Language, Discursive Self-Construction and Mobility: Identity Transformation Analysis Through Fairclough’s 3D Model and Sociolinguistics Theories of Narrative Identity and Mobility in Coelho’s The Alchemist and Eleven Minutes
Abstract
This research examines how identity is discursively constructed in Paulo Coelho’s The Alchemist and Eleven Minutes using an interdisciplinary approach that combines Critical Discourse Analysis (CDA) with sociolinguistic theory. The study engages with more than simplistic thematic interpretations of “journey” and “self-discovery” by emphasizing the constitutive power of language in the construction of identity in mobility. The study employs Fairclough’s three-dimensional approach to discourse, as well as current sociolinguistic views on mobility, narrative and linguistic capital, to examine and analyze selected textual passages from each novel. It proposes that identity transformation is not an internal, pre-discursive transformation, but a shifting interaction between discourse, society and changing cultural contexts. Santiago and Maria, the main characters of the novels, are demonstrated to build their identities through different, yet interconnected, discursive regimes: spiritual, economic and embodied, all constrained by transnational circulation and ideological restrictions.
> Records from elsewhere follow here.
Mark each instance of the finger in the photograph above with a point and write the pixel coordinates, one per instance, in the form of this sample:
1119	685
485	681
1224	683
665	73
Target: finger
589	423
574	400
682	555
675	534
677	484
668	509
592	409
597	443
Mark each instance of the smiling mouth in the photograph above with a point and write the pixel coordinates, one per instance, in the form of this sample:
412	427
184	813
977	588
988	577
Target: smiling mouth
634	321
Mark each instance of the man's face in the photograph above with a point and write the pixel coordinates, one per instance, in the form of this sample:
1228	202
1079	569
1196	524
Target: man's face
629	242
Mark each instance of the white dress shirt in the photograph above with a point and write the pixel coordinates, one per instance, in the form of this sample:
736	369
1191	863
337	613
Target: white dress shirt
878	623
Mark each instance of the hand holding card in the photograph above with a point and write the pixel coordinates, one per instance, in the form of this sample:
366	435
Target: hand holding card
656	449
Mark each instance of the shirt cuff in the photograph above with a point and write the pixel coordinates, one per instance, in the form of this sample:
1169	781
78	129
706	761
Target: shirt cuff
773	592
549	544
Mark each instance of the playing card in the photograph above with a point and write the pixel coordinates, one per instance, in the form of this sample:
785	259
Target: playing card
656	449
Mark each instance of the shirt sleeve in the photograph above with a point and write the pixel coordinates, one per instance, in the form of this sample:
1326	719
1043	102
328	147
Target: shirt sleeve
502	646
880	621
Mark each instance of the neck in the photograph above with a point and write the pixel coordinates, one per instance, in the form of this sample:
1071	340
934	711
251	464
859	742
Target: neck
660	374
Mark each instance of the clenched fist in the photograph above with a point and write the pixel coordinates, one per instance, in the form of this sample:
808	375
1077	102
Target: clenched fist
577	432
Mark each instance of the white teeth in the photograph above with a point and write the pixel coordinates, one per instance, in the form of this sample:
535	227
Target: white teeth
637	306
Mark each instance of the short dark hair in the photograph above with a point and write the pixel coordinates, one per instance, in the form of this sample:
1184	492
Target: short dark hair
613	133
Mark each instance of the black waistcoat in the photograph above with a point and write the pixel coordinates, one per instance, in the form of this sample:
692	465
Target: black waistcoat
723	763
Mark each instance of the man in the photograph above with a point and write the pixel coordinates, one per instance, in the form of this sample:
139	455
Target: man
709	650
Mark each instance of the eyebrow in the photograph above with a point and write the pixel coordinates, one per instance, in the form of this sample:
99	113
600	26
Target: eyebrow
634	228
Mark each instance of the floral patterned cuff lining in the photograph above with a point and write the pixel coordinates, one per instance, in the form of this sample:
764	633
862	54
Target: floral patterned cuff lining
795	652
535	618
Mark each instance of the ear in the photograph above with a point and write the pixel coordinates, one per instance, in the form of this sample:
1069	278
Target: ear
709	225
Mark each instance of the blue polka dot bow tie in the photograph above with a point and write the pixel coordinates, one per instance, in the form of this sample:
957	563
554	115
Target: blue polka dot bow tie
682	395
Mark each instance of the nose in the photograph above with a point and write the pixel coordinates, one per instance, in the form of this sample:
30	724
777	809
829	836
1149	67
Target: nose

This research confirms that Coelho’s texts reproduce and reinforce larger sociolinguistic paradigms of individual agency and achievement within a neoliberal framework, but also highlight the inequalities of agency along gendered and socioeconomic lines. This research adds to the burgeoning field of interdisciplinary enquiry by showing that literary texts are sites of sociolinguistic encounter and ideological reproduction.
Keywords: Critical Discourse Analysis (CDA), discursive, mobility, sociolinguistics.